By Robert E. Fravel, Esq.
Recently I’ve had a number of my clients sit down in my office and tell me that they had a living trust set up for them and their spouse years ago, and that “they were all set with their estate plan”. When I probed further and asked why they chose to go with a living trust, their answers ranged from “I want to avoid inheritance tax”; “I don’t want my creditors to be able to touch my assets”; “I want to avoid probate”; and even “I don’t really know”..
As evidenced by my clients’ responses, many people whose estate plan is comprised largely around a living trust, don’t really know what a living trust does. I my personal opinion, I believe a lot of these folks have been duped; either through seminars, unknowledgeable professionals in the legal or financial industry or late night infomercials. I want to attempt to clear up any myths and misconceptions about living trusts. Living trusts can be a very useful estate planning tool, but only if they are used properly. And if you have a living trust and you are unsure why you opted for the LT instead of a will or other estate planning options, chances are your living trust isn’t being used properly.
Misconception #1: Living Trusts avoid paying inheritance tax.
False.

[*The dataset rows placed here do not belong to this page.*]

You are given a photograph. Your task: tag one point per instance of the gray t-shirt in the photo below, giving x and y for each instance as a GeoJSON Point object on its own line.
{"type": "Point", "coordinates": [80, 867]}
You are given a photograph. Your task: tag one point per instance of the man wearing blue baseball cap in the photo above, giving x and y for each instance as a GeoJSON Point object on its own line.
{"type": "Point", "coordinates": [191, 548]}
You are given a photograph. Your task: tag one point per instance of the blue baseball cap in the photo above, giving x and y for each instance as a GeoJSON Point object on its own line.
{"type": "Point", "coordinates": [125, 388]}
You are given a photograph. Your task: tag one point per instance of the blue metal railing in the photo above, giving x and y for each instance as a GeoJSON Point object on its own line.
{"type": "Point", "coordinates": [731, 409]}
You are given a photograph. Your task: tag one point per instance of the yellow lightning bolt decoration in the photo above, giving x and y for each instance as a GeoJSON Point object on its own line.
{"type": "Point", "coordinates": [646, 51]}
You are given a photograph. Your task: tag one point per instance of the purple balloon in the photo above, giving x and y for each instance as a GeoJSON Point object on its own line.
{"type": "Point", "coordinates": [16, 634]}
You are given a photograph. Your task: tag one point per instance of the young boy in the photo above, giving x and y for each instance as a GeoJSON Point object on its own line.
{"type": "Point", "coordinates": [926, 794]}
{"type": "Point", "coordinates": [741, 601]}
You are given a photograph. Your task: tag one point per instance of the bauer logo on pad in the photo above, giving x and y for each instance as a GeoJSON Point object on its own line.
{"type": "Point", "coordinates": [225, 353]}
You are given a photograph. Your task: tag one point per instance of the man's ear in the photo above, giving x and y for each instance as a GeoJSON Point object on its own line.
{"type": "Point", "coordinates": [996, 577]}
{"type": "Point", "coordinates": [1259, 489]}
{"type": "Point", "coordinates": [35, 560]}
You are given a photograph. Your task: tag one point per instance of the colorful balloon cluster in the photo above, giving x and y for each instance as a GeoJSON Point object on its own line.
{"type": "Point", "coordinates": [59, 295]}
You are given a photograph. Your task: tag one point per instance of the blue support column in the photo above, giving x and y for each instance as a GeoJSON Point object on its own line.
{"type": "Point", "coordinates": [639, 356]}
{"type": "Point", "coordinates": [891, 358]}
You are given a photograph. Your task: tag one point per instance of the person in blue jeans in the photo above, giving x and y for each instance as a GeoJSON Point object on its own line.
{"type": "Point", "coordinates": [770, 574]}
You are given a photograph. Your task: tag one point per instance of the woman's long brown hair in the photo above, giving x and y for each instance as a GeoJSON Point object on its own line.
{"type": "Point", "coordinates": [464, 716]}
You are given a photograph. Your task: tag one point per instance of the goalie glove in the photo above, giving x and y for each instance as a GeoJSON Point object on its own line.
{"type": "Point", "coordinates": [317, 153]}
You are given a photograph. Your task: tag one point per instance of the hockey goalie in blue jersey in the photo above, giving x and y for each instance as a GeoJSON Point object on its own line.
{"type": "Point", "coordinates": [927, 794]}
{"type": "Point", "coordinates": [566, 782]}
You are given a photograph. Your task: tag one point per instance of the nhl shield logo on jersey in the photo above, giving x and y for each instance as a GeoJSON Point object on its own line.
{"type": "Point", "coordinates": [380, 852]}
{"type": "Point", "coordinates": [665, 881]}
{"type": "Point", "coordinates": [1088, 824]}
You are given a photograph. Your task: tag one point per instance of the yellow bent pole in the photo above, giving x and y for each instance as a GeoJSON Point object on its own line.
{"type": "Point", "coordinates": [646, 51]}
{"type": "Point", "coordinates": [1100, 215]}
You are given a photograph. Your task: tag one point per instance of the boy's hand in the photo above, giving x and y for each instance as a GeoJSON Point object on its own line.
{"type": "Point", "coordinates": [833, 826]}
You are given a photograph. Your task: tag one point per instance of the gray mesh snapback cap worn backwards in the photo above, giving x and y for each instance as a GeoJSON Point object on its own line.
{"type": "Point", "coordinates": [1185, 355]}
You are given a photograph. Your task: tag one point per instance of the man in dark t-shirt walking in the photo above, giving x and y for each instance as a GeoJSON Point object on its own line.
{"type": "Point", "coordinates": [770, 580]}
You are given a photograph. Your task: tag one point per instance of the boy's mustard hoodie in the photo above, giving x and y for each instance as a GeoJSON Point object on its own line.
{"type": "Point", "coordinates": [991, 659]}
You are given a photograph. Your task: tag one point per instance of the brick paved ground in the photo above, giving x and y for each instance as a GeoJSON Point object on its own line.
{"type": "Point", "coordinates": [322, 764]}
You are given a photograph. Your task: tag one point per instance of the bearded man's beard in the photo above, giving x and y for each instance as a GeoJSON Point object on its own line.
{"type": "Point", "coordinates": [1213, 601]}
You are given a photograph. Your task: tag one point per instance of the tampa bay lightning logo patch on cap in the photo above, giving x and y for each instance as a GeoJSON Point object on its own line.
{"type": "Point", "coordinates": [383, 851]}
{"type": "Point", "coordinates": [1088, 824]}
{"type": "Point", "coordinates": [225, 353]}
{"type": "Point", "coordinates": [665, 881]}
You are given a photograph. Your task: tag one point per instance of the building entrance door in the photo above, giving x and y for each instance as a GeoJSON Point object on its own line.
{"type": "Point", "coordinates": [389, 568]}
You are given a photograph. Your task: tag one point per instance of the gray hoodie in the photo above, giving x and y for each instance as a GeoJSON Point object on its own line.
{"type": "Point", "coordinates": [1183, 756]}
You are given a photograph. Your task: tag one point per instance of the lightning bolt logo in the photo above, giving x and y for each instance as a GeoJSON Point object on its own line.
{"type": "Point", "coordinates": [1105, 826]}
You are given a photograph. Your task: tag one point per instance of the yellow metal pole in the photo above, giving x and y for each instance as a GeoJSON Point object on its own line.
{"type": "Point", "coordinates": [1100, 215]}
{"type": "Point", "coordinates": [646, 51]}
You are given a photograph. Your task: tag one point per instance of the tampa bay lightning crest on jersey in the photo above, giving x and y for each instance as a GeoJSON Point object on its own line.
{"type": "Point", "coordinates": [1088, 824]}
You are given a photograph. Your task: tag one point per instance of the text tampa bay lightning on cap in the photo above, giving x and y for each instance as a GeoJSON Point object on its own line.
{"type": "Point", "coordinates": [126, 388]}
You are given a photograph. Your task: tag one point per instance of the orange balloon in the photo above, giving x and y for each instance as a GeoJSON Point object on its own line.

Since living trusts are revocable, meaning the assets can be removed from the trust and placed them back in your own name at any time, the IRS treats trust assets as being owned by the person who set up the trust (you). Which means that the trust is non-existent in the eyes of the IRS. When it comes time to paying estate and inheritance tax, your trust beneficiaries will still have to pay inheritance taxes and file an inheritance tax return, regardless of whether or not you had a living trust. The inheritance tax return will be different than that of an estate (a living trust return will reflect non-probate assets), but the amount paid in taxes will likely be the exact same.
Misconception #2: Living Trusts protect your assets creditors.
False. A living trust is revocable. If the trust is revoked, then you (meaning the person who set up the trust) get the assets back, And in the eyes of the law (and the IRS), if you can have access to your assets at any time, then they will be treated as your individual assets and are within full reach of your individual creditors.
Misconception #3: Living Trusts will avoid probate.
This is true. This fact has been repeatedly pitched by many lawyers and financial professionals alike over the last decade. Technically a living trust will avoid the court’s probate process. But here is the catch – in order to do so, ALL of your assets need to be titled (or re-titled) in the name of the trust. For example, after you have a living trust drafted, you need to execute a new deed for your house naming the living trust as the owner of the real estate. All your bank accounts, brokerage accounts, etc. all need to be in the name of the living trust. If at any point before you die, you forget or fail to do this for any of your assets, an estate will have to be opened on your behalf and your beneficiaries will have to go through the court’s probate process to take ownership of the assets that were never transferred to the trust. This is a situation that I see fairly often: A couple has a trust drafted for them, but that is the end of the process. They never retitle their assets in the name of the trust. In this situation, when the couple who set up the trust die, their beneficiaries will have to administer both a trust AND an estate, thus totally defeating a major selling point of the trust.
Misconception #4: I have a trust so I do not need a will.
False. Let’s say you and your spouse set up a trust and properly retitled everything in the name of the trust like you were supposed to do. And you and your spouse also decided that a will was not necessary, because you really did not want to spend more money on lawyers’ fees to have wills drafted. Supposed you and your spouse both died unexpectedly in a car crash, but 4 months earlier you inherited a Potter County mountain house from your recently deceased grandfather. The inherited house would be part of your estate, not the trust. But if you had what is called a “pour-over will”, that house would automatically be transferred to the trust upon your death, and there would be no need for an estate to be opened upon your death. So while you view a trust as a will substitute, a will is also a very important part of an estate plan that contains a trust.
There are undoubtedly situations which justify the drafting of a Living Trust, but the large majority of folks who want one, have based their conclusion on bad information. Before you waste thousands of dollars on have one drafted, sit down with a knowledgeable and experienced estate planning attorney who will give you an honest analysis of your situation.